Hey @kajinamit, thank you for the report.

valid_ipv4 and valid_ipv6 have been defined for and expected to be called with strings:

:param addr: An IPv4 address in presentation (string) format.

:param addr: An IPv6 address in presentation (string) format.

Giving them anything other than a string should be considered an error – in the code that calls them – and there's no guarantee what happens when that happens.

I don't consider this a bug – if anything I'm rather unhappy with valid_ipv6(None) returning False.

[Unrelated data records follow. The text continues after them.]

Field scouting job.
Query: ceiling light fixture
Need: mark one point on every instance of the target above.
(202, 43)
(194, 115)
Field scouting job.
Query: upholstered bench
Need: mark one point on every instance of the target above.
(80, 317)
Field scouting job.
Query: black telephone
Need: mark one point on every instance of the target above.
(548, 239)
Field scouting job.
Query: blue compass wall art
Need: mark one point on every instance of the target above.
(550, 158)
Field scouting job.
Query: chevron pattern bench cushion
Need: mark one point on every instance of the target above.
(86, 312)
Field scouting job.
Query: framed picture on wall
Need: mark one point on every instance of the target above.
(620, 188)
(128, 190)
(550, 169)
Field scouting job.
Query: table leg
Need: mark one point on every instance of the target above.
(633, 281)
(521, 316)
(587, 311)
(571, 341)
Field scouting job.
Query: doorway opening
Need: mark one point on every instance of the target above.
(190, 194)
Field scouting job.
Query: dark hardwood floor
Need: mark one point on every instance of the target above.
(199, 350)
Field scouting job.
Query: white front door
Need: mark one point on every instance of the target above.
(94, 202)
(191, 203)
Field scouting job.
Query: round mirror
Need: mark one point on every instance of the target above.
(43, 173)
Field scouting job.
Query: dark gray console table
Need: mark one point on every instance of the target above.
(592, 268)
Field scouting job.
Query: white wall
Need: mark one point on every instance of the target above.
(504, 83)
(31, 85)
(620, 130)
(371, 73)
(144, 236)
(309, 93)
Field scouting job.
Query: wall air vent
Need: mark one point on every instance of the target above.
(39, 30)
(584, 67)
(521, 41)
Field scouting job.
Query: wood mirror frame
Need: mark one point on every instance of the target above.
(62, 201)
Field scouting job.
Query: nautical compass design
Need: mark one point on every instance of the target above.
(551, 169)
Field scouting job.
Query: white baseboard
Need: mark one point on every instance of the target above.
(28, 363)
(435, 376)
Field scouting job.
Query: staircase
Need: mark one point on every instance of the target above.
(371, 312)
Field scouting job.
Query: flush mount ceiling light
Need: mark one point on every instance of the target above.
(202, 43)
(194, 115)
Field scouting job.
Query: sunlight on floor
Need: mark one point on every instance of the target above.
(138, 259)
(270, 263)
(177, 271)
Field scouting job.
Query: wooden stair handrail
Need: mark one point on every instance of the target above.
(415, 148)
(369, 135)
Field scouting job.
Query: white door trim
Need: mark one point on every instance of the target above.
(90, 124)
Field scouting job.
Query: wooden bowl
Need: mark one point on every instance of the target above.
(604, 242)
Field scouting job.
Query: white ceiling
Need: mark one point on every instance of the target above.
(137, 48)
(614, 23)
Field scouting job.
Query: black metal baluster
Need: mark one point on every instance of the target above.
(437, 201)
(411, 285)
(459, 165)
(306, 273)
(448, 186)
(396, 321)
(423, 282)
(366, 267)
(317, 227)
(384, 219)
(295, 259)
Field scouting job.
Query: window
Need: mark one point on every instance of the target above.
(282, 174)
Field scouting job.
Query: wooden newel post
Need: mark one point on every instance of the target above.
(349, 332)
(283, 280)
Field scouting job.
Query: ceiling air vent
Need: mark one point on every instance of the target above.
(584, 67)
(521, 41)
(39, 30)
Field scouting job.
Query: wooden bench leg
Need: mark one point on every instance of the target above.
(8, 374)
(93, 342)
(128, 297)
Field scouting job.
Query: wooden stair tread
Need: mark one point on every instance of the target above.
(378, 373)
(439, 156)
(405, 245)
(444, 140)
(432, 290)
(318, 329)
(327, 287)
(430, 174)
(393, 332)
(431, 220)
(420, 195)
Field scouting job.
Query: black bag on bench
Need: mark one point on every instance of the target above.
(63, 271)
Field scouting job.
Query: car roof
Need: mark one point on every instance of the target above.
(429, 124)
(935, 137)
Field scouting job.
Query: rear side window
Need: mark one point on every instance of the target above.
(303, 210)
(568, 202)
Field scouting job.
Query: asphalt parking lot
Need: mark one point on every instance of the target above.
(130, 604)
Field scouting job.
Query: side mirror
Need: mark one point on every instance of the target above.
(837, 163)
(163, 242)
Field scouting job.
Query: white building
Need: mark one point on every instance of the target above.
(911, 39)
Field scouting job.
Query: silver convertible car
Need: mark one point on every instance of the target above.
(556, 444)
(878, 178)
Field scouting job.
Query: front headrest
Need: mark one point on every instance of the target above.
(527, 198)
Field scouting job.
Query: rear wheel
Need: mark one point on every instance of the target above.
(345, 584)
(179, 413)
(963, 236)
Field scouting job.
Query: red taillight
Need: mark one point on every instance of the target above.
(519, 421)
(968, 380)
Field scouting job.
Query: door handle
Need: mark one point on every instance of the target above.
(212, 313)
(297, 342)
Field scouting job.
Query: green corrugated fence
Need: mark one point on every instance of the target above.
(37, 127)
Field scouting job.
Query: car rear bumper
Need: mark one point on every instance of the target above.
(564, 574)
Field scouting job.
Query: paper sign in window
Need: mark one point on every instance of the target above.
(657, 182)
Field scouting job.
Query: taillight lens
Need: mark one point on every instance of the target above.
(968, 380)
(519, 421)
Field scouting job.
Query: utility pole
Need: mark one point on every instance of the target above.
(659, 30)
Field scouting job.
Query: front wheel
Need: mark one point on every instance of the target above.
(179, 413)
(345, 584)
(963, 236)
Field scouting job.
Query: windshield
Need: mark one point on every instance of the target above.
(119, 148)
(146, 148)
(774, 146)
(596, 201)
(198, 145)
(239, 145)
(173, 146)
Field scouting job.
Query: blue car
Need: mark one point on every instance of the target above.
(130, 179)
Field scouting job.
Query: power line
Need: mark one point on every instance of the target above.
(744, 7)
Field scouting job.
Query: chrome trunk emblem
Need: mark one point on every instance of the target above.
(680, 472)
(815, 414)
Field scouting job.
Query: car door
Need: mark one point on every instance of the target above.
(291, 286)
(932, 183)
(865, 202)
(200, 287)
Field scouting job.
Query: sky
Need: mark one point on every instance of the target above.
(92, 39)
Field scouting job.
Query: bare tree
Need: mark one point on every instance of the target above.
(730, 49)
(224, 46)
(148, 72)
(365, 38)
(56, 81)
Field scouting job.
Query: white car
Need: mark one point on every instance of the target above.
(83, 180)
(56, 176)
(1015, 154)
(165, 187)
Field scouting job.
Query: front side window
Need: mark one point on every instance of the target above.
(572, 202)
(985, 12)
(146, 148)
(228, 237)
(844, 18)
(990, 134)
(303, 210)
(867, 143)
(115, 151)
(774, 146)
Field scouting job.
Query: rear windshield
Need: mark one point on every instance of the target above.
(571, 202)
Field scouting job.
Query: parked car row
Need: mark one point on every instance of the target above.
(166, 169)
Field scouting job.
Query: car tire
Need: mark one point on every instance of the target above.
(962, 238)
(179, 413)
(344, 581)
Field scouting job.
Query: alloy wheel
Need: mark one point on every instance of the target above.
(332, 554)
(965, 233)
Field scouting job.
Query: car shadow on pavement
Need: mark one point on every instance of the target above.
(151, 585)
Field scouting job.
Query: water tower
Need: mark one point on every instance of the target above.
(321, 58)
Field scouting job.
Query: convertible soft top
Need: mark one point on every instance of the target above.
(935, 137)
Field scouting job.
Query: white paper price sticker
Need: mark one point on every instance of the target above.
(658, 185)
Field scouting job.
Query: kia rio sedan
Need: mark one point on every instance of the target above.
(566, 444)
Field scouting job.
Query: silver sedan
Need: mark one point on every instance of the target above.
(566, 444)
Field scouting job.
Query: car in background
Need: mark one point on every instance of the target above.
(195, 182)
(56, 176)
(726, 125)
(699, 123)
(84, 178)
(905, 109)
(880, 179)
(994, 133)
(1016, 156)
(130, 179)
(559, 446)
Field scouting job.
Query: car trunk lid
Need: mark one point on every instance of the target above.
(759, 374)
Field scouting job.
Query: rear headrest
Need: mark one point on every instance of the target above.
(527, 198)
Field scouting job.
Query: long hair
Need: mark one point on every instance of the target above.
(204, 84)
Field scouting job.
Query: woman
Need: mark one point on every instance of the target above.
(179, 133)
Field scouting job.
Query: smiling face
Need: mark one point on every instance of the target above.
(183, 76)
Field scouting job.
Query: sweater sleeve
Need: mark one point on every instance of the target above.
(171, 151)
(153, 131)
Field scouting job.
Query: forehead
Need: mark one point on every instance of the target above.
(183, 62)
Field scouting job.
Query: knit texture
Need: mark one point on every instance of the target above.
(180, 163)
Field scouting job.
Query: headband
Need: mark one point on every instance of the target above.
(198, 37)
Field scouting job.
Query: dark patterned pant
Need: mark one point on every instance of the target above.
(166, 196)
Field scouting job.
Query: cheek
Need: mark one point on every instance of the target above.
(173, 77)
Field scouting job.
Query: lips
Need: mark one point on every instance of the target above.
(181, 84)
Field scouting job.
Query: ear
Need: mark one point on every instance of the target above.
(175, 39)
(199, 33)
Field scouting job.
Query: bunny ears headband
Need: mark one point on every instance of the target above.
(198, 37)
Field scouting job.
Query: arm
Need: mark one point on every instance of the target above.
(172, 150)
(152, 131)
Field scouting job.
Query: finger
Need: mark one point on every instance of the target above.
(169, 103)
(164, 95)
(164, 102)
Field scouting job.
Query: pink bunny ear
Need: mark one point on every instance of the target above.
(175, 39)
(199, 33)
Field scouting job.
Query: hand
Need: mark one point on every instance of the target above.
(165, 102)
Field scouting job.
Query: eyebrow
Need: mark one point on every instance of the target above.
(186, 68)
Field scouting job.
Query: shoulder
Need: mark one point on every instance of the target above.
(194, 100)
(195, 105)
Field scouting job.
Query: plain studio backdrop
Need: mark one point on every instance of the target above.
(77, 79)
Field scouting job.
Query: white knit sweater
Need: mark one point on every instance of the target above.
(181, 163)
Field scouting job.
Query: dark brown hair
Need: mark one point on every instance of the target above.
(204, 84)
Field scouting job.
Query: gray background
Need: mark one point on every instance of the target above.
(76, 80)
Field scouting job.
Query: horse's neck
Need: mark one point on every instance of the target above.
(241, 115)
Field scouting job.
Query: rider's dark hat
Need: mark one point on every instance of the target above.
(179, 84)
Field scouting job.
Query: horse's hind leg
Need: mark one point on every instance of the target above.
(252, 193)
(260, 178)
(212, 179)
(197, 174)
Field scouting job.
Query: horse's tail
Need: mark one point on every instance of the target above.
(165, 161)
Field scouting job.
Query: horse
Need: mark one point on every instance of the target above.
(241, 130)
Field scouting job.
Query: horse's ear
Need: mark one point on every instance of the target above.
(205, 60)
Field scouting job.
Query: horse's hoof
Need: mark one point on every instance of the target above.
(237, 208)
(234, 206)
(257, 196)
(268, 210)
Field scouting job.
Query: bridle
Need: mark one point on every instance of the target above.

Thanks @jstasiak for the thoughts.
I understand that interface documented, but as you know python does not enforce types and returning False for unexpected types could make sense to me. If this is not a desired behavior then I'm wondering if it should raise an explicit exception like TypeError, instead of raising the internal exception.

I understand that interface documented, but as you know python does not enforce types (...)

That depends on what do we mean by "enforce types".

Runtime enforcement? It very much does in many cases. One can't add a str to an int (not easily), one can't index a list with another list etc. 99 cases out of 100 as a user of an API I want an exception instead of a result if I provide a bad type somewhere.

Lint-time enforcement (static type checking)? I'd argue using Mypy or similar is table stakes these days. The library doesn't publish type definitions yet but that's planned.

If this is not a desired behavior then I'm wondering if it should raise an explicit exception like TypeError, instead of raising the internal exception.

Maybe, although here's why I'm against it:

  • An explicit exception is likely to encourage the client code to keep providing bad types and catch that exception, while the client code shouldn't be providing bad types in the first place.
  • I plan to add static types to the library which can eliminate this issue before the code can even be executed (as long as the client code uses Mypy or similar).

I'm not strongly opposed to raising TypeError for the time being at least, if you create a PR I'll merge it.

What I meant by type enforcement is runtime one at interface level. It may be reasonable to get exception in case an unacceptable type is given, but if an exception is directly raised from an internal logic, it requires some effort to dig into the logic and find out at which point, at which layer they made mistake.

In the mean time, until type annotation is added, #371 may help people aware of the situation.

That's fair, we're on the same page.